Each show opened with scenes of children of different races playing together. Episodes featured a strong black male role model (Gordon, a school teacher), his supportive wife, Susan (who later is offered the opportunity to develop a profession of her own), a good-hearted white storekeeper (Mr. Hooper), and more.
Within a few years, Hispanic characters moved into the neighborhood as well. As Loretta Moore Long (who played Susan) later reflected: “Sesame Street has incorporated a hidden curriculum…that seeks to bolster the Black and minority child’s self-respect and to portray the multi-ethnic, multi-cultural world into which both majority and minority child are growing.”
The radical nature of this “hidden curriculum” did not go unnoticed. In May 1970, a state commission in Mississippi voted to not air the show on the state’s newly launched public TV network: the people of Mississippi, said some legislators, were not yet “ready” to see a show with such an interracial cast. The state commission reversed its decision after the originally secret vote made national news—though it took 22 days to decide to do so.
Sesame Street would go on to become the most successful children’s show of all time. Over time, though, the radical mental health agenda fueling its creation was largely forgotten. Later critics would instead increasingly suggest that the show, as a straightforward experiment in early education, benefited white middle-income children more than its primary target audience of disadvantaged minorities, and in that sense had arguably partly misfired.
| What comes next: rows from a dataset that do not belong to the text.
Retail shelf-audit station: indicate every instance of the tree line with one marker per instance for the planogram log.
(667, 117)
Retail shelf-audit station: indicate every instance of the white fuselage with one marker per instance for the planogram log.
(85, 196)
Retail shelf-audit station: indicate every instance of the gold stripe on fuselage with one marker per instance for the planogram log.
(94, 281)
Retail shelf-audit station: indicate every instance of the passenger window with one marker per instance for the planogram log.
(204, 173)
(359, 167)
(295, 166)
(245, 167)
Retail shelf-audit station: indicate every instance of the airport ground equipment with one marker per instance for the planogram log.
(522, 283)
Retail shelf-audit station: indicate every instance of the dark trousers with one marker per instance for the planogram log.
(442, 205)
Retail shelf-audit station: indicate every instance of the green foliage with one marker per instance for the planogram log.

Chester Pierce, however, never lost sight of the hidden curriculum that, for him, had always been at the heart of Sesame Street. “Early childhood specialists,” he reflected in 1972, “have a staggering responsibility…in producing planetary citizens whose geographic and intellectual provinces are as limitless as their all-embracing humanity.”
What mattered most about Sesame Street was not the alphabet songs, the counting games or the funny puppets. What mattered most was its vision of an integrated society where everyone was a friend and treated with respect.
The program had originally been a radical experiment in the use of mass media to give the youngest generation of Americans their first experience of what Martin Luther King Jr. had famously called the Beloved Community: one based on justice, equal opportunity and positive regard for one’s fellow human beings, regardless of race, color, or creed.